A separate deduction for interest on education loan and for payment of expenses of a disabled person or disabled dependent has also been provided for in the new tax code. The new tax will give some relief to corporate as well as it seeks to fix corporate tax at 30 per cent but does away with surcharge and cess, which are currently being levied.
Although the current rate of corporate tax is 30 per cent the additional surcharge and cess makes the effective rate go up to 33.2 per cent of the net profit.
However, the new bill proposes to increase the minimum alternate tax ( MAT) from 18 per cent to 20 per cent of book profit of a company. It seeks to levy dividend distribution tax at 15 per cent.
DTC is expected to boost investment flow into capital markets, as the government proposes to retain a zero longterm capital gains tax.
Revenue secretary Amit Mitra said investors selling shares after a year of holding will not have to pay any tax on the gains. As far as short- term capital gains tax are concerned, individual investors will now have to pay tax on 50 per cent of the gains earned.
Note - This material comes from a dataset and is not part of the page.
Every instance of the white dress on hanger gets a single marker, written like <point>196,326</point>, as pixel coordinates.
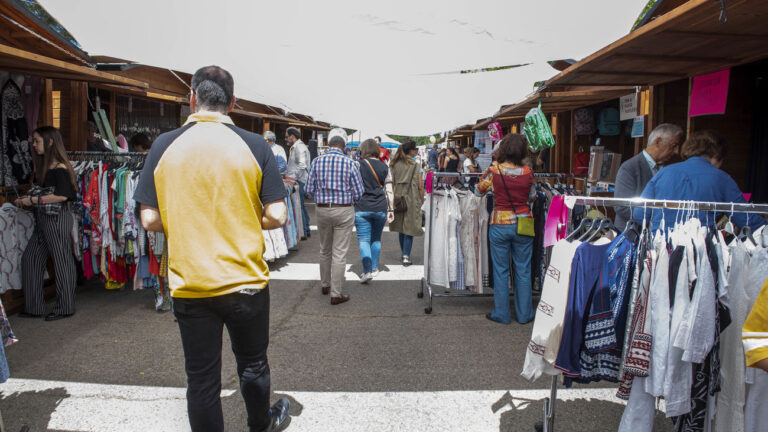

Mitra said the DTC, after it has been approved by Parliament, will come into effect from April 1, 2012. Advance tax and tax deducted at source ( TDS) at the rates mentioned in the code will become operative from April 1, 2012 and the first return of income under its provisions will be filed after March 31, 2013.
The extra year will permit " taxpayers, practitioners and tax administrators to become fully familiar with its provisions and also permit the introduction of new formats and changes in systems software", he added.